Common Workflow Language

Common Workflow Language
Name	Common Workflow Language
Developer	Common Workflow Language Working Group
Initial release	2014
Latest release	1.2.0
Programming language	YAML, JSON, RDF
License	Apache License 2.0

Contents

Overview
History and Development
Design and Components
Execution and Implementations
Use Cases and Adoption
Governance and Community
Criticism and Limitations

Common Workflow Language

Common Workflow Language is an open specification for describing data analysis workflows and tools. It enables reproducible computational pipelines used across bioinformatics, clinical research, and data science by providing a platform-neutral, declarative format. CWL integrates with container technologies, provenance systems, and workflow engines to support portability across high-performance computing clusters, cloud platforms, and laboratory informatics.

Overview

CWL defines a YAML- and JSON-based schema that specifies command-line tools, inputs, outputs, and workflow steps to orchestrate complex pipelines. The specification emphasizes interoperability with container formats such as Docker and Singularity, provenance frameworks like PROV, and workflow engines including Toil and Rabix. It targets domains that require reproducibility and portability, including genomics exemplified by projects from the Broad Institute, EMBL-EBI, and the Wellcome Sanger Institute.
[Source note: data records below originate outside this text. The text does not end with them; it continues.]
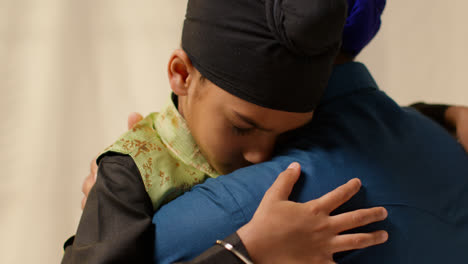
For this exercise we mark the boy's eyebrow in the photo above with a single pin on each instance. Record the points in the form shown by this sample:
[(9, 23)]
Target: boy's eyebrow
[(251, 122)]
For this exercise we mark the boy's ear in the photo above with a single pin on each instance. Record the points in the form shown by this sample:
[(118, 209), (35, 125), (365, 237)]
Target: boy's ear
[(180, 71)]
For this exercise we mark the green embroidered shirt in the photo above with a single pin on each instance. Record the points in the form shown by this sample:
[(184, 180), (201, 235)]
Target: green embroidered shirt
[(166, 155)]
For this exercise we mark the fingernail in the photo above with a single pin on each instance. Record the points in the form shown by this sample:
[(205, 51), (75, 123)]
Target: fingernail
[(293, 165)]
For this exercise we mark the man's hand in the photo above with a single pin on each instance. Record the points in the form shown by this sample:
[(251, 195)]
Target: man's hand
[(282, 231), (89, 181), (457, 116)]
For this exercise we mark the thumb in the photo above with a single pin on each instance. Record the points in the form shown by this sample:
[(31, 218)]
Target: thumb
[(283, 185), (133, 119)]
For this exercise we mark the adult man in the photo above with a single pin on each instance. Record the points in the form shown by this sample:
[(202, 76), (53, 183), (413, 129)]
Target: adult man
[(355, 131)]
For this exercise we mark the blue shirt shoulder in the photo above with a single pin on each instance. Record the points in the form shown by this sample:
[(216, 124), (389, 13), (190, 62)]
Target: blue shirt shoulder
[(406, 162)]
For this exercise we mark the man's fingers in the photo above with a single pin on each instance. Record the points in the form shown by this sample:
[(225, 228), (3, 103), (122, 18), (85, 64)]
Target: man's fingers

CWL's design reflects engagement with standards bodies and initiatives such as the Global Alliance for Genomics and Health, the Research Data Alliance, and the Open Bioinformatics Foundation.

History and Development

The CWL initiative began in response to fragmentation in workflow descriptions used by institutions including the Broad Institute, Genomics England, and the European Bioinformatics Institute. Early contributors included engineers from the Broad Institute, Seven Bridges, and academic groups from Stanford University and the University of California, San Diego. Major milestones include community workshops held at conferences like the Intelligent Systems for Molecular Biology meeting and collaborations with projects such as Galaxy, Taverna, and Nextflow. Governance evolved through participation by organizations such as the Software Sustainability Institute and the Apache Software Foundation community norms.

Design and Components

CWL separates tool descriptions from workflow composition using languages rooted in YAML and JSON-LD, enabling semantic annotations compatible with RDF and PROV provenance vocabularies. Core components include CommandLineTool, ExpressionTool, and Workflow, each defining typed inputs, outputs, secondary files, and runtime requirements such as resource hints for CPU and memory. CWL supports parameter sweeping and scatter-gather patterns for parallelism that align with batch schedulers like SLURM and Grid Engine. The specification interoperates with container registries such as Docker Hub and Quay, and integrates with packaging efforts exemplified by Bioconda and BioContainers.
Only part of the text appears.